Method 6: Using np.in1d() for Value-Based Filtering
np.in1d() tests whether each element of an array is present in a set of target values. This is useful for filtering rows that contain specific values.
import numpy as np
arr = np.array([["1", "one"],
["2", "two"],
["3", "three"],
["4", "four"],
["5", "five"]])
# Filter rows where the second column is "two" or "four"
target_values = np.array(["two", "four"])
mask = np.in1d(arr[:, 1], target_values)
filtered = arr[mask]
print(filtered)
Output:
DeprecationWarning: `in1d` is deprecated.
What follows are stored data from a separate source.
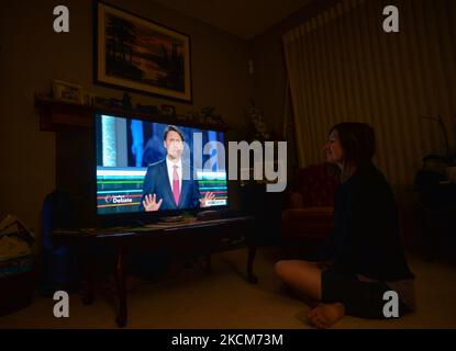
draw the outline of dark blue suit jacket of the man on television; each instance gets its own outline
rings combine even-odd
[[[182,168],[186,163],[182,162]],[[143,196],[141,197],[140,211],[144,211],[143,201],[147,194],[155,194],[156,201],[163,199],[160,210],[180,210],[180,208],[199,208],[200,206],[200,188],[198,181],[193,179],[193,170],[190,169],[190,179],[185,180],[182,176],[182,185],[180,189],[179,204],[176,205],[173,189],[169,184],[168,169],[166,160],[158,161],[147,167],[146,176],[143,183]],[[185,170],[182,169],[182,174]]]

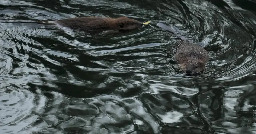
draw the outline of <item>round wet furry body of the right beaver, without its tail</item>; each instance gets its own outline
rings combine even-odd
[[[182,41],[179,43],[174,59],[187,75],[197,75],[204,71],[209,57],[203,47]]]

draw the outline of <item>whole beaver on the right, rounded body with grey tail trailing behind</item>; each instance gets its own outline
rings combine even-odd
[[[178,41],[178,47],[174,54],[174,60],[179,64],[180,69],[186,75],[199,75],[208,62],[208,52],[198,44],[194,44],[189,39],[181,35],[181,31],[174,26],[167,26],[163,23],[157,24],[164,30],[174,33],[181,41]]]

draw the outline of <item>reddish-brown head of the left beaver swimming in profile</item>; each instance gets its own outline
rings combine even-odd
[[[117,29],[120,32],[138,29],[143,25],[141,22],[127,17],[119,17],[110,21],[110,27],[112,27],[113,29]]]

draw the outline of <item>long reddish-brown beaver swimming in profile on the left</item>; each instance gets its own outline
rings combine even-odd
[[[57,20],[56,23],[86,33],[101,33],[103,31],[126,32],[140,28],[143,25],[143,23],[127,17],[80,17]]]

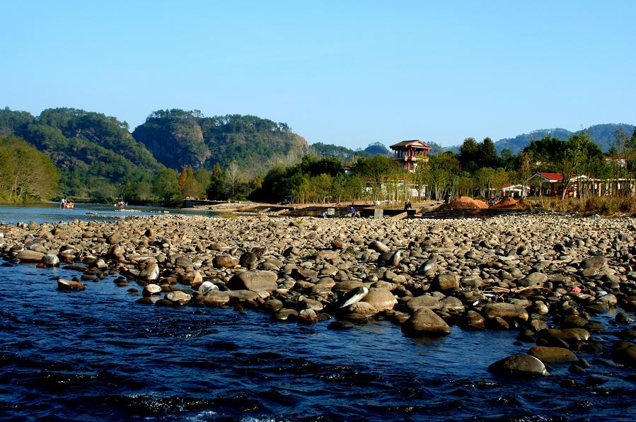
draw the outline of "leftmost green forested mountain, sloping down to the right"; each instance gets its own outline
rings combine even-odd
[[[117,186],[151,182],[163,168],[125,122],[71,108],[0,110],[0,134],[21,136],[61,170],[62,192],[78,197],[117,196]]]

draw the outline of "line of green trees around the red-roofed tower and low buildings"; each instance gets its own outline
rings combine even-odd
[[[551,136],[533,140],[517,154],[497,153],[490,138],[481,142],[465,139],[458,153],[444,151],[420,161],[415,172],[400,167],[390,156],[352,156],[345,151],[320,154],[310,151],[287,162],[274,163],[264,176],[232,162],[226,168],[217,163],[204,177],[200,170],[174,172],[173,194],[208,199],[252,199],[267,202],[350,203],[352,201],[408,201],[449,199],[458,196],[489,198],[502,187],[521,184],[538,189],[531,177],[536,172],[558,172],[563,184],[577,175],[600,180],[634,177],[636,169],[636,130],[629,136],[617,131],[610,151],[603,153],[585,132],[562,141]],[[608,159],[608,156],[611,159]],[[623,158],[617,160],[615,158]],[[349,158],[349,159],[348,159]],[[345,168],[349,169],[345,174]],[[200,175],[197,176],[197,172]],[[591,193],[591,182],[579,183],[579,195]],[[156,191],[158,192],[158,191]],[[198,196],[197,196],[198,192]],[[623,192],[625,192],[623,190]],[[615,192],[614,192],[615,193]],[[524,191],[524,195],[528,191]],[[565,189],[562,192],[565,197]]]

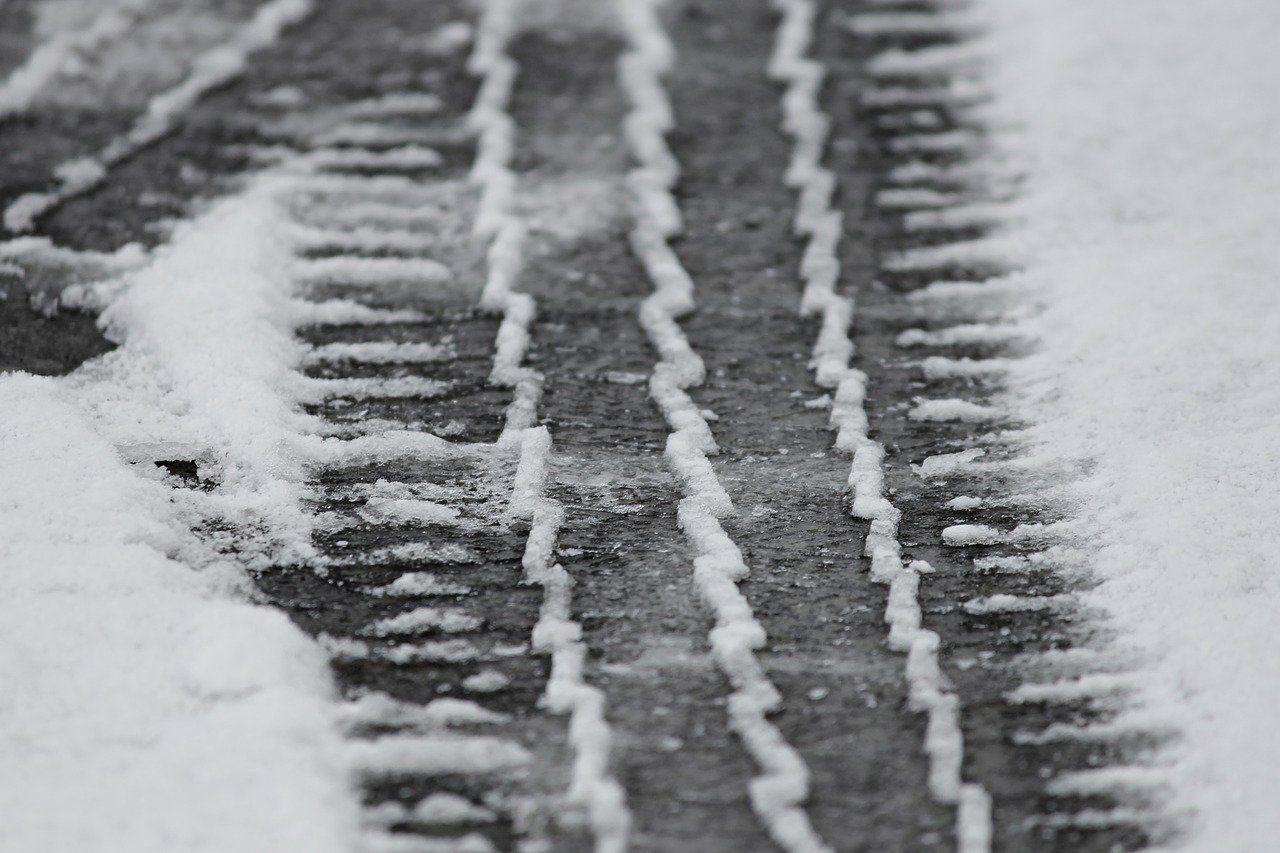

Use `np.isin` instead.
[['2' 'two']
['4' 'four']]
For newer NumPy versions, np.isin() is the recommended replacement for np.in1d():
mask = np.isin(arr[:, 1], target_values)
filtered = arr[mask]
Method 7: Using np.extract() for Element-Level Filtering
np.extract() returns elements from an array that satisfy a condition - similar to boolean indexing but as a dedicated function:
import numpy as np
arr = np.array([[10, 25, 30],
[40, 15, 60],
[70, 85, 90]])
# Extract all elements greater than 50
result = np.extract(arr > 50, arr)
print(result)
Output:
[60 70 85 90]
Practical Example: Filtering a Dataset
Here's a real-world-style example combining multiple filtering techniques:
import numpy as np
# Student data: [ID, Math Score, Science Score, Age]
students = np.array([
[101, 85, 90, 20],
[102, 72, 68, 22],
[103, 91, 95, 21],
[104, 60, 55, 23],
[105, 78, 82, 20],
[106, 95, 88, 22]
])
# Filter 1: Students with Math score > 80
high_math = students[students[:, 1] > 80]
print("High math scorers:")
print(high_math)
# Filter 2: Students with BOTH scores above 80
both_high = students[(students[:, 1] > 80) & (students[:, 2] > 80)]
print("\nHigh in both subjects:")
print(both_high)
# Filter 3: Students aged 20 OR with Math score > 90
young_or_top = students[(students[:, 3] == 20) | (students[:, 1] > 90)]
print("\nAge 20 or Math > 90:")
print(young_or_top)
Output:
High math scorers:
[[101 85 90 20]
[103 91 95 21]
[106 95 88 22]]
High in both subjects:
[[101 85 90 20]
[103 91 95 21]
[106 95 88 22]]
Age 20 or Math > 90:
[[101 85 90 20]
[103 91 95 21]
[105 78 82 20]
[106 95 88 22]]
Quick Reference: Filtering Methods
| Method | Use Case | Returns |
|---|---|---|
arr[condition] | Element or row filtering | Matching elements/rows |
arr[:, col_condition] | Column filtering | Matching columns |
np.where(condition) | Get indices or conditional replacement | Indices or new array |
np.all(condition, axis) | Filter where ALL values meet condition | Boolean mask |
np.any(condition, axis) | Filter where ANY value meets condition | Boolean mask |
np.in1d() / np.isin() | Match against a set of values | Boolean mask |
np.extract(condition, arr) | Extract matching elements | 1D array of matches |
Conclusion
NumPy provides a rich set of tools for filtering 2D arrays based on conditions:
- Boolean indexing (
arr[condition]) is the simplest and most common method for both element-level and row-level filtering. - Combine conditions with
&,|, and~operators (always with parentheses) for complex multi-condition filters. np.where()is ideal when you need indices or want to replace values conditionally.np.all()andnp.any()let you filter entire rows or columns based on aggregate conditions across an axis.np.isin()handles membership-based filtering when matching against a set of known values.
Choose the method that best matches your filtering needs - for most everyday tasks, boolean indexing with conditions applied to specific columns will be your go-to approach.